Charles B. Yackulic1, Stephen Blake2, Sharon Deem2, Michael Kock2, and Maria Uriarte1. (1) Columbia University, (2) Wildlife Conservation Society
Background/Question/Methods
Identifying general principles in movement ecology and integrating studies of different species at different temporal resolutions requires an understanding of how actual animal movement changes across scales. An important advance in animal movement ecology has been the development of models that can assign latent (behavioral) states to different groups of observations. For this class of models, our ability to scale up from observations at fine resolutions to displacement at coarser resolutions may depend on our assumptions about the appropriate temporal resolution of latent states and on the way in which states are defined. Here we rely on movement data for eight individual African forest elephants to investigate how the choice of model structure interacts with the temporal resolution of sampling to affect our understanding of animal movement and ability to scale up to coarser resolutions.

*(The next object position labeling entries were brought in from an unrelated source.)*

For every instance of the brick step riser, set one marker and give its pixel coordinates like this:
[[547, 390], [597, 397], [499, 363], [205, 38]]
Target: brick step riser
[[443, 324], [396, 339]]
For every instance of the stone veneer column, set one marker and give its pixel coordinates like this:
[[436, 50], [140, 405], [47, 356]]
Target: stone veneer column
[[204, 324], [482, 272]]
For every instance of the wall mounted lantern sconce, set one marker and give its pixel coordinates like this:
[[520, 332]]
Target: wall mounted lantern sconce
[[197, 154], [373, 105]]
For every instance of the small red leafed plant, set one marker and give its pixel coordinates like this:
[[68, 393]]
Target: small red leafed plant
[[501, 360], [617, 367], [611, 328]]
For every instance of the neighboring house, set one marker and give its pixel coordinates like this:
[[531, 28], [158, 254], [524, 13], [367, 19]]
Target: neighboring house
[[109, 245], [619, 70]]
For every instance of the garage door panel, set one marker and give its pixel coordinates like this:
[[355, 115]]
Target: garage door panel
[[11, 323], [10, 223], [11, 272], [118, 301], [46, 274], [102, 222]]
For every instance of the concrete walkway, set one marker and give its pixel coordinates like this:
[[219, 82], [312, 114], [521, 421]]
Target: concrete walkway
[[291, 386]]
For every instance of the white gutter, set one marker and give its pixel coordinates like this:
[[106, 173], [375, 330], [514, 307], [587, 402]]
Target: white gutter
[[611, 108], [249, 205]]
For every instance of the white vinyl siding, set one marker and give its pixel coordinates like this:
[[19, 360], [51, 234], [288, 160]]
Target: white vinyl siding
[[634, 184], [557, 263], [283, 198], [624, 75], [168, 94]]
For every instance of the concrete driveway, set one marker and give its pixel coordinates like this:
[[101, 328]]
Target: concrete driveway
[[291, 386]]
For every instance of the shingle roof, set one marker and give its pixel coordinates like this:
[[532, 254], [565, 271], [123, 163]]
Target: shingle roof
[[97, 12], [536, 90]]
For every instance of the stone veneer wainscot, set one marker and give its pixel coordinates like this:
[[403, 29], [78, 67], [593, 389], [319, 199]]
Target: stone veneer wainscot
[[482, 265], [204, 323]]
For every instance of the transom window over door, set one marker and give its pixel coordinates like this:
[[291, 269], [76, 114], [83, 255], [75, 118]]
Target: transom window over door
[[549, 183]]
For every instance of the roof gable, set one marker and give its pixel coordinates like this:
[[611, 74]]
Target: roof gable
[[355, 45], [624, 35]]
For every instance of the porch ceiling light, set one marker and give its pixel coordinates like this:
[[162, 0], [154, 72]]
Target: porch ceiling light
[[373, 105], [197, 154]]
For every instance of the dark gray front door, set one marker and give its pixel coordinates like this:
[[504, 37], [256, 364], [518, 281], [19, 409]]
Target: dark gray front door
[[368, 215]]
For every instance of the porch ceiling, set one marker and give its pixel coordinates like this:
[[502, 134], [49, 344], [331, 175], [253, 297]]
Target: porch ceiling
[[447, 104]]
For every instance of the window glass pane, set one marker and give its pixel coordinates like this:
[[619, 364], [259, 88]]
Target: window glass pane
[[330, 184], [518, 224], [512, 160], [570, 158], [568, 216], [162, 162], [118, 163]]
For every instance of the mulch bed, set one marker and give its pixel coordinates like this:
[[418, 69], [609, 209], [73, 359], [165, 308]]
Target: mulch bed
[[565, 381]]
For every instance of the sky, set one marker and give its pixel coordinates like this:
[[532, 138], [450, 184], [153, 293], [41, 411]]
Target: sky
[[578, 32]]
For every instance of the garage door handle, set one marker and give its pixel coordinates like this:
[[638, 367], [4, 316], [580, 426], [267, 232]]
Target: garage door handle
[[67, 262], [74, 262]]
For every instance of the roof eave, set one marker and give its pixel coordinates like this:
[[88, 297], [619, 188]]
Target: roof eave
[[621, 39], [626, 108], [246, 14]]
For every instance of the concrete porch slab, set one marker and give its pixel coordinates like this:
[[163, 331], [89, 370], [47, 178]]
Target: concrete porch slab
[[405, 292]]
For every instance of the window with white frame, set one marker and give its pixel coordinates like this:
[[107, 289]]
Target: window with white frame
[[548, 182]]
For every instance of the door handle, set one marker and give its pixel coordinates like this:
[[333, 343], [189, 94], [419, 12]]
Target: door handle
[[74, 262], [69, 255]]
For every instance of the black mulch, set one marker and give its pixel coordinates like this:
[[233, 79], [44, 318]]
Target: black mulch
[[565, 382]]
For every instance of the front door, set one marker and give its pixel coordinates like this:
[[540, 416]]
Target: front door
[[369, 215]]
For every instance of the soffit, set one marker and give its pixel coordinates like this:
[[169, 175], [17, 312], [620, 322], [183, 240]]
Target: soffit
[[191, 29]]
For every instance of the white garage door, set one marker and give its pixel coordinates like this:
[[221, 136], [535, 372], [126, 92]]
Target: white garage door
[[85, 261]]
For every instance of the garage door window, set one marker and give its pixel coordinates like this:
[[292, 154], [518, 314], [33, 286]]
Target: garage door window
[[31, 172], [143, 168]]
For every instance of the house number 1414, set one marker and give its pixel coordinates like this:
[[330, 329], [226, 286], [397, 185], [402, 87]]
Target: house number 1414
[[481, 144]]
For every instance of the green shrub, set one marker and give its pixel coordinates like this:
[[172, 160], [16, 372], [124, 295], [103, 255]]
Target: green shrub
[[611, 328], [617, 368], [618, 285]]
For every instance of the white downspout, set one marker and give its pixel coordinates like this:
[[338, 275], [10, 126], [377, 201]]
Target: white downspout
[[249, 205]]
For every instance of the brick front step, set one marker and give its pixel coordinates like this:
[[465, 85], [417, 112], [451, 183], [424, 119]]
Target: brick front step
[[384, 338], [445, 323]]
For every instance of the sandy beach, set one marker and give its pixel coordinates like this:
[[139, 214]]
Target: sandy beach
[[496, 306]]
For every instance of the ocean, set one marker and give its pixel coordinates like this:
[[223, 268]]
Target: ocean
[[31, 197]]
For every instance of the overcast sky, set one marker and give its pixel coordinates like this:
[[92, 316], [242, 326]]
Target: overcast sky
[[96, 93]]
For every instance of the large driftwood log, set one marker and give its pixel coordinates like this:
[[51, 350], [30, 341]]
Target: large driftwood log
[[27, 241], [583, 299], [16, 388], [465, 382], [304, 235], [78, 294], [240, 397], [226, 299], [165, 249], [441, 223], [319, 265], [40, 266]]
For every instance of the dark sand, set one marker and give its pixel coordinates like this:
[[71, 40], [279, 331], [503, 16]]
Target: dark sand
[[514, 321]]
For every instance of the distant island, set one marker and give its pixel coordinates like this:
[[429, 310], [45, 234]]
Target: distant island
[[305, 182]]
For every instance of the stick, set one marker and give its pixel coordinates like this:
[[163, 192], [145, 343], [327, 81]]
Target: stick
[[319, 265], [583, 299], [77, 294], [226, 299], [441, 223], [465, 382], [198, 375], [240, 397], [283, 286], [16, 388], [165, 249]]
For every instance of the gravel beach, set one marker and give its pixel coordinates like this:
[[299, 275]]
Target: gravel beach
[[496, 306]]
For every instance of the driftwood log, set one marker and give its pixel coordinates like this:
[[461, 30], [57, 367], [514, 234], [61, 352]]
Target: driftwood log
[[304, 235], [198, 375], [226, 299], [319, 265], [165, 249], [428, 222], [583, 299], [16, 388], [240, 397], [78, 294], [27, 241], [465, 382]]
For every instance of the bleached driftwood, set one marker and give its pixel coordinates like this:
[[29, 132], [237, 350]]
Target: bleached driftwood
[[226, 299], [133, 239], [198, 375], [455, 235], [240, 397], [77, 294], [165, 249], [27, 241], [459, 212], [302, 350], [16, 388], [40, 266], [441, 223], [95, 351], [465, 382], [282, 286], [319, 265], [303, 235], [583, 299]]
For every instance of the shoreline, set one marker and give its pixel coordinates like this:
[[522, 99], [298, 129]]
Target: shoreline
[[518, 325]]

We first parameterize four movement models with data collected at four different temporal resolutions and use model comparison to evaluate their fit to observed data. All four models use a novel statistical distribution that allows us to accommodate multimodal distributions of turning angles independent of step length. The simplest model has only one state, while more complex models allow for multiple states determined by either turning angles or step length. After using these models to understand movement patterns at different temporal resolutions, we simulate data using parameters estimated at the finest resolution to determine the relative efficacy of different models in reproducing movement observed at coarser temporal resolutions.
Results/Conclusions
Using a model comparison framework, we conclude that multiple state models do a better job of representing forest elephant movement when steps are measured at finer temporal resolutions while the simplest model, with only one state, is preferred at coarser resolutions. Interestingly, when states are defined by step length, it is preferable to estimate latent states over coarser temporal resolutions. Simulated datasets recreate many aspects of the observed data at 12 and 24 hours, but underestimate the percentage of reversals for all models. The only model to accurately predict displacement at coarser time scales defines states based on turning angles rather than step length. This finding is interesting because past theoretical studies have emphasized the importance of variation in step length in determining scaling in net displacement. We conclude by discussing future directions in the modeling of animal movement across scales, including the need to critically examine the link between latent states and behavior.